Il Carroccio invece va a tutto federalismo e dei
costi standard fa la sua bandiera pressoché esclusiva: «È il presupposto
fondamentale – afferma – per garantire il diritto alla salute».
SCELTA CIVICA
Assicurare l'universalità delle cure ma con un forte recupero di
efficienza del sistema. Dunque, rinnovare in profondità definendo
precisione le prestazioni da garantire nello stesso modo a ogni
latitudine. Ticket sostituiti con una franchigia legata al reddito Isee.
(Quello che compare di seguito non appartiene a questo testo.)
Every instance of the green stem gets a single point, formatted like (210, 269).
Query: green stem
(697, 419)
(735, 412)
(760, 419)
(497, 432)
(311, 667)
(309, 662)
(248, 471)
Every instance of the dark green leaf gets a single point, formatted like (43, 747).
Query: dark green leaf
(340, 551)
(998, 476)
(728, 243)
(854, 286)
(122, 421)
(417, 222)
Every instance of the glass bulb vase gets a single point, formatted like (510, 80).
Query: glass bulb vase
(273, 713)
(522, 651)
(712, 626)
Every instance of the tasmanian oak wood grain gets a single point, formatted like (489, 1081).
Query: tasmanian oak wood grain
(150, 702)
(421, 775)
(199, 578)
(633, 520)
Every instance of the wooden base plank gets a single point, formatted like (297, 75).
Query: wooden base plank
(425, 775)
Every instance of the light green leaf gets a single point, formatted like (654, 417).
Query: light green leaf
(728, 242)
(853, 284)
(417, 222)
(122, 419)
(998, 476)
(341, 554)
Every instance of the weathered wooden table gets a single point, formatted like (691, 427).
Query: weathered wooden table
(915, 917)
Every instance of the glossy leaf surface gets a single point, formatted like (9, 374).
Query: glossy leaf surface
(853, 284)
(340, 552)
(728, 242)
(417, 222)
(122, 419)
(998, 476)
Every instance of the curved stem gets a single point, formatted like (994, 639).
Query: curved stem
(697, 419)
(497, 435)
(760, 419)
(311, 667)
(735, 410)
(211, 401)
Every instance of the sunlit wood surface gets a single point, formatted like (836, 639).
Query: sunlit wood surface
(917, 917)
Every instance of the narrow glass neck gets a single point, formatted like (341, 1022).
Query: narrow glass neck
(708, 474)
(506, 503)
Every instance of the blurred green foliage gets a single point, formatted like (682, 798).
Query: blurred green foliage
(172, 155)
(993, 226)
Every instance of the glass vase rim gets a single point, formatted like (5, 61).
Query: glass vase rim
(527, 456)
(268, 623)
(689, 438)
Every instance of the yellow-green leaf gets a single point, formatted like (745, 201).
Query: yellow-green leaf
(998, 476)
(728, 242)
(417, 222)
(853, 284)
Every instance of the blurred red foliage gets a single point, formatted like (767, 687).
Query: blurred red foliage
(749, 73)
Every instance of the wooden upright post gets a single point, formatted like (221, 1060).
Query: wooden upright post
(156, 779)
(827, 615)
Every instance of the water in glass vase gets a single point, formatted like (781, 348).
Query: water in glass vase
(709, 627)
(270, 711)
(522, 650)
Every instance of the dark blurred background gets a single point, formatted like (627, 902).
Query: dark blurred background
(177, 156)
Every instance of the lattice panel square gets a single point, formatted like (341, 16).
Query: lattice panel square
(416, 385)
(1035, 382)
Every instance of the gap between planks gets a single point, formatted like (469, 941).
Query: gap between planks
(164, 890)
Rafforzare il ministero e il suo ruolo di indirizzo e di controllo e
affidare allo Stato la competenza sulla salute. Cure h24 modello
Balduzzi e taglio dei posti letto negli ospedali. Nuove regole di
riparto, stop all'invadenza dei partiti. Garanzie ai medici sul rischio
clinico. Regole chiare nel rapporto pubblico-privato, definendo le
prestazioni dei Fondi integrativi. Ruolo attivo e partecipe dei
cittadini, garantendo visibilità e conoscenza (on line) delle
prestazioni e della loro qualità nelle strutture. Valorizzare eccellenze
e i meriti, riconoscere il volano dell'industria della salute come
creatrice di ricchezza e di occupazione.
MOVIMENTO 5 STELLE
Garantire a tutti l'equità e l'accesso alle prestazioni essenziali,
anche con ticket proporzionali ai redditi. Monitorare e correggere la
devolution. Promuovere i farmaci fuori brevetto e prescrivere solo per
principio attivo, niente incentivi economici agli informatori
scientifici. Non consentire ai medici pubblici di operare nel privato,
incentivandone la permanenza nel Ssn, premiando il merito anche con
tetti massimi nell'attività privata. Trasparenza e snellimento
burocratico: liste d'attesa, centri di prenotazione e convenzioni coi
privati on line. Reintrodurre i Cda nelle Asl e negli ospedali per
limitare il potere dei direttori generali. Possibilità di donare l'8 per
mille alla ricerca medico-scientifica e finanziare la ricerca
indipendente attingendo ai fondi per quella militare. Investire sui
consultori familiari e sulla sicurezza.
RIVOLUZIONE CIVILE
La parola d'ordine è secca: «Rafforzare il sistema sanitario
pubblico e universale». Con un'attenzione particolare che dev'essere
rivolta alla non autosufficienza. Lo stesso leader di Rivoluzione
civile, Antonio Ingroia, ha poi aggiunto che la gratuità dei farmaci va
estesa ad alcuni farmaci di fascia C senza prodotti analoghi in fascia
A, soprattutto per i pensionati e per i bassi redditi. No ai tagli
lineari indiscriminati contro i cittadini e le eccellenze. Eliminare
tutte le misure che hanno favorito la sanità privata. Investire nella
prevenzione, restituire un ruolo attivo ai Comuni, rivedere la rete
ospedaliera con meno tagli dei posti letto ma creando cure e servizi
territoriali. Stop all'aziendalizzazione e alla prevalenza degli
obiettivi economici su quelli di salute, impedire il doppio lavoro nel
pubblico e nel privato, nuove nomine per i manager svincolandoli dal
potere politico.
FARE PER FERMARE IL DECLINO
Eliminare le sacche di spreco e definire chiaramente i contorni e il
ruolo del servizio pubblico. «Sistema pubblico non vuol dire "non
privato"», ha detto lo stesso leader di «Fermare il declino», Oscar
Giannino. In questa direzione, dunque, saranno necessarie iniezioni di
concorrenza a vasto raggio tra il sistema pubblico e il privato. Sulla
falsariga del modello, secondo FiD, seguito negli ultimi anni dalla
Germania dove l'aumento della componente privata rispetto a quella
pubblica avrebbe consentito di contenere meglio i costi generali. Tra
gli sprechi, massima attenzione a quelli legati all'acquisto di
forniture da parte di Asl e ospedali, cresciuti a livello esponenziale.
Rilancio e massima attenzione al ruolo delle industrie di settore. A
cominciare da quella farmaceutica, colpita in quattro anni da tagli per
11 miliardi che avrebbe potuto reinvestire in ricerca e innovazione.